Breakingviews: Pret’s veggie buyout more appetising than it looks

by Breakingviews.

Pret a Manger’s vegetarian revolution will be sufficiently tasty. The ubiquitous JAB Holdings-owned sandwich chain’s decision to gobble up loss-making rival Eat, increasing its store count by a fifth, may seem reckless when rivals are struggling. But using the outlets to roll out its vegetarian offering is a tried and tested way to boost sales.

Pret A Manger Chief Executive Clive Schlee’s meat-free expansion is already four years old. It started out as a vegetarian fridge, branched out into a dedicated vegetarian pop-up store, and finally became four permanent meat-free locations. Buying up Eat and repurposing its 97 stores to veggie outlets will mean that a big chunk of Pret’s outlets are for herbivores.

That could work. Recent sales figures from British baker Greggs, which launched a vegan sausage roll in January, show it played a key role in trebling sales growth to over 15% in the first 19 weeks of 2019. Such rapid sales expansion may be out of Pret’s reach – a doubling of the group’s 13% sales growth rate to 25% annual growth for those stores is a more reasonable target, according to a person familiar with the situation. But assuming it manages to increase the 95 million pounds of revenue Eat managed in the year ending June 2018 by 25% annually, and factoring in a 10% EBITDA margin and Greggs’ 12 times multiple, JAB’s investment could rise nearly sixfold in value to 350 million pounds in five years.

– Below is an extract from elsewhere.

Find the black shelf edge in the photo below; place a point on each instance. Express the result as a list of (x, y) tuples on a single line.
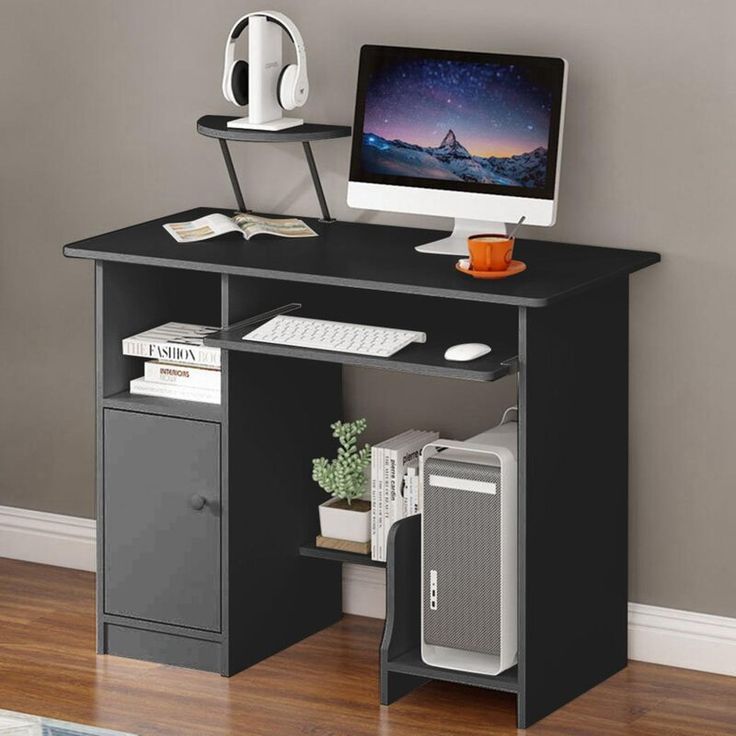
[(215, 126), (418, 358), (125, 401), (336, 555), (411, 663)]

Trouble on the high street could scupper these plans. Celebrity chef Jamie Oliver is the latest casualty of the intense competition and razor-thin margins among UK eateries – his UK restaurant empire went into administration this week. Eat has also struggled to get out of the red, having nearly doubled its losses to 7.1 million pounds from 2017 to 2018. But a vegan and vegetarian offering may help to keep Pret’s army of white-collar customers coming back for more. If it can take a slice of the vegetarian spoils, the Eat buyout will yield a healthy return.